The d20 crash was when WotC produced 3.5 without warning, leaving d20 publishers, distributors and stores with large amounts of d20 products that were largely unsellable. I don't know what the impact was on WotC, but it's not directly about WotC.
Which would explain part of the reason why 3.0 PHB is available for 5 bucks on Amazon and the 3.5 PHB is still running 15. But I never saw anyone sticking with 3.0. I'm curious what the numbers were for the DMGs, and if they were substantially different. Also, I was under the impression the 3.5 splatbooks sold a lot better then the 3.0 splatbooks, the d20 crash (having driven competing splatbooks out of the market) and making them hardback apparently helped that.
Yeah, all these figures you see online are dubious. I read in an interview with one of the former WotC guys that the 4e core books sold more than any previous edition. Of course he may have meant implicitly "right out of the gate" or something, I don't really recall the exact wording. But that's it see, things are remembered, memory is unreliable, maybe I remember it exactly right, but maybe the guy that said it didn't know or misremembered or lied, or maybe there was some subtle qualifier in there, maybe even just contextual.
So, the Eric Mona figure COULD be correct and the quote I read could be correct and the problem was simply sustained interest in the face of things like PF. I gotta believe PF hurt D&D a good bit. It was JUST enough of a refresh that a lot of people bought it even if they were basically happy 3.5 players, and its really rather hard to find someone that wouldn't quickly and painlessly migrate to PF without a big ruckus. You can take your 3.5 group and nobody will get all steamed or feel unhappy about learning a new game, its just not really that new.

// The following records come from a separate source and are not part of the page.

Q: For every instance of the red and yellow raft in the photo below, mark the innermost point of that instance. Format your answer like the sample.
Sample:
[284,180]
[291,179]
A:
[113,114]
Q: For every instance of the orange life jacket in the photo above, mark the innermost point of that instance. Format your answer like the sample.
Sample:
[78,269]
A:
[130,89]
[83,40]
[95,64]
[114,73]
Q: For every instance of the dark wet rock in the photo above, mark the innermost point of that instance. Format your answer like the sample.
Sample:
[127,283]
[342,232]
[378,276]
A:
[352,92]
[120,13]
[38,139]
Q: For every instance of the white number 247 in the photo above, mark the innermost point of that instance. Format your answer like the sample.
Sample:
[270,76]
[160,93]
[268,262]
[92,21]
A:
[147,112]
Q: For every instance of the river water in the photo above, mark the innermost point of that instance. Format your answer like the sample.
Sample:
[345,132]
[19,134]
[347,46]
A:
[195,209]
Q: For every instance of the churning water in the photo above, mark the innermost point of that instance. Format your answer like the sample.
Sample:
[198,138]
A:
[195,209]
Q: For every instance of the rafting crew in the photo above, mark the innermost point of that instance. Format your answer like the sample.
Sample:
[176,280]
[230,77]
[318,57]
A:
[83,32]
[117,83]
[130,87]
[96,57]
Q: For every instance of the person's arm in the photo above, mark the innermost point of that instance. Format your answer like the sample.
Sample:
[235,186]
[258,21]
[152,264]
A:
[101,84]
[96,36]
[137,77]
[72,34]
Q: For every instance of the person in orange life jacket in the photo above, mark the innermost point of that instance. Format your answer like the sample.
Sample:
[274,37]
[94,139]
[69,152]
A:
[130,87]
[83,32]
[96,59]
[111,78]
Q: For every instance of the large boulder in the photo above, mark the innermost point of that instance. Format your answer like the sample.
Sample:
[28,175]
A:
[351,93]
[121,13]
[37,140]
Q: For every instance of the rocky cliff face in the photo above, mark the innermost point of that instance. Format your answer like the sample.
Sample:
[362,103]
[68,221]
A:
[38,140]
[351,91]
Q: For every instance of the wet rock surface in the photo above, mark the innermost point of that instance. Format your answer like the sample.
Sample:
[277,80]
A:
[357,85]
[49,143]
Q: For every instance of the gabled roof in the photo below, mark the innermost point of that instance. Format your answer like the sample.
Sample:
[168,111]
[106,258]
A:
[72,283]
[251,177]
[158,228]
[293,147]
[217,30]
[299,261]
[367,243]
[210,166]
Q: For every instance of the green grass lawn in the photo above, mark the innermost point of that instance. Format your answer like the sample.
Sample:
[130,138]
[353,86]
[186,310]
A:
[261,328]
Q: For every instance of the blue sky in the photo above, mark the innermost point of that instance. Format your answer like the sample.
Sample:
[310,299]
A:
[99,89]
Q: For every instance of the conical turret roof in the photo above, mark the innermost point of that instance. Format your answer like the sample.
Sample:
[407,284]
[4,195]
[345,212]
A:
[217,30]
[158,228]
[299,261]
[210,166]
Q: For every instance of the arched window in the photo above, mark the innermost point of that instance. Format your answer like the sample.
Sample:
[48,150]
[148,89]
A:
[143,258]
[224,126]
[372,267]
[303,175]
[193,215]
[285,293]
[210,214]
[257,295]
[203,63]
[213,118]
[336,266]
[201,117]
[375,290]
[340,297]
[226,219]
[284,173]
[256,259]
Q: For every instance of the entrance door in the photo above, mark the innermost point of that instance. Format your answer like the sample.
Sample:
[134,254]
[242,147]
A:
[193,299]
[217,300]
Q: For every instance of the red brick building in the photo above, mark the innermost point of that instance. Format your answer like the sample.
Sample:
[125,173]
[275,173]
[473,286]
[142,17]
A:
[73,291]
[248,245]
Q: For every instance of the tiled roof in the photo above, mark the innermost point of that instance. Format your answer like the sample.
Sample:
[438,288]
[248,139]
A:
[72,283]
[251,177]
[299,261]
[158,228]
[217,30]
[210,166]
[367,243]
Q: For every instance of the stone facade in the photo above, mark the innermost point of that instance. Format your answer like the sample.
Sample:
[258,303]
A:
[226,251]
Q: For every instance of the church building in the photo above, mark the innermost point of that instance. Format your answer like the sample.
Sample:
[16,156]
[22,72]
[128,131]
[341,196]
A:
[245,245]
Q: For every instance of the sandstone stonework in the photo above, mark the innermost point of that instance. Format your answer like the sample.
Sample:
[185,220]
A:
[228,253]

Obviously that begs the question about what WotC should have done, but I think the problem there is twofold. First is the NARRATIVE, "plucky 3PP left out in the cold strikes off on its own to help players left behind by nasty WotC 4e moneygrab" vs "Nasty WotC 4e (albeit 3.75) money grab, why bother?". They just couldn't win there. Releasing a 3.75 for WotC would have been stillborn. It would have sold some books, but it would have been a slow and hard sell, probably slower and harder than 3.5, not what they were after.
The point being most of the people that bought PF wouldn't have bought 3.75. OTOH producing 4e wasn't a better solution. I'll give Mike credit for one thing. He has shaped the anti-4e backlash into a more sympathetic narrative for WotC. Now its the "poor bumbling fools have learned from their mistake" narrative.
However, they still face the OTHER WotC problem. WotC has it would seem driven out all the really creative talent they ever had in house. At least they somehow don't UNLEASH it creatively. I think things are just too much "brand management" over there. When Paizo releases a product its cool. When WotC releases a product its much more bland.